RECOMMENDED: Click here to fix Windows errors and optimize system performance
Some of you may remember SuperFish or eDellRoot. These were insecure root certificates installed on users’ computers without their knowledge. While most anti-malware tools are capable of identifying and removing malicious certificates, there are tools like RCC Root Certificate Scanner that focus on removing dangerous root certificates from a Windows computer. SysInternals SigCheck from Microsoft is another tool that does not scan dangerous and unsigned certificates, but now even scans all files in a folder with VirusTotal.
Check unsigned certificates with SigCheck
Sigcheck can display file version number, timestamp information and digital signature details, including certificate strings.

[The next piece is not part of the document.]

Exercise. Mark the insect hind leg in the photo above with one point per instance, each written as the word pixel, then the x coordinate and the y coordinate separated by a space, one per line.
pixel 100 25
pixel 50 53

You can also use the latest version to download a file to scan and check the status of a file for VirusTotal, which uses 40 antivirus engines.
To scan your Windows computer for unsafe and insecure certificates using SigCheck, download it from Microsoft and extract the contents of the folder. To run the tool, press Shift+Right Click inside the folder. You will see one Open a command window. Click on it.
The tool offers several parameters that you can use. For example, in the Command Prompt window, you can type the following command and press Enter:
If you are using a 64-bit system, use sigcheck64, otherwise sigcheck.
When you execute this command, the tool downloads a list of Microsoft trusted certificates. It then compares your certificates with this list and lists those that are not included in the trusted certificate list.
If you find certificates, you should examine them more thoroughly. If you think they are dangerous, you may want to remove them. This article shows you how to manage root certificates. With Certificate Manager or certmgr.msc under Windows, you can view, export, import, modify, delete or request new certificate details. You can also check the details of the program that installed it, and if you can do without the program, you can also consider uninstalling this software.
Use SigCheck to scan the folder for unsigned files using VirusTotal
For example, to find unsigned files in all files in a folder, you can use the following command:
sigcheck -u -u -e c:windowssystem32
To view and download the complete list of parameters and functions they perform, visit Microsoft.